2016 Indian film by Majith

Paisa is a 2016 Indian Tamil-language romantic drama film directing by Majith and starring Sree Raam and Aara.

== Cast ==
- Sree Raam as Murugan
- Aara as Veni
- Deepika
- Nassar
- Rajasimman as Kiruba
- Madhusudhanan as Kiruba's boss
- Mayilsamy
- Sendrayan
- Theepetti Ganesan as Murugan's friend
- Rockstar Rajaguru as Murugan's enemy

== Production ==
Sree Raam plays a rag picker in the film, which is about the Swachh Bharat Mission.
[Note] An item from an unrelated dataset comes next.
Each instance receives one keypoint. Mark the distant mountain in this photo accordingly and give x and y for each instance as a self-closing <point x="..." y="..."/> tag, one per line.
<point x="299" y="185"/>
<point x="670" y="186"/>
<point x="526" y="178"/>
The film is set in a slum.

== Soundtrack ==
Soundtrack was composed by JV.
- "Penne Penne" – Jagadish, Hema Ambika
- "Chikku Bukku" – Mukesh Mohamed, Hema Ambika
- "Kanne" – Hema Ambika
- "Paisa" – JV
- "Nenjukulla" – Yazin Nizar

== Release ==
A critic from The Hindu wrote that "In other words, as moral-science movies go, Paisa is a far-easier watch than Appa". Malini Mannath of The New Indian Express opined that "Mildly entertaining, Paisa could have been made more appealing and interesting". A critic from Maalai Malar praised the performances of the lead cast, the music, and the cinematography while criticising the screenplay.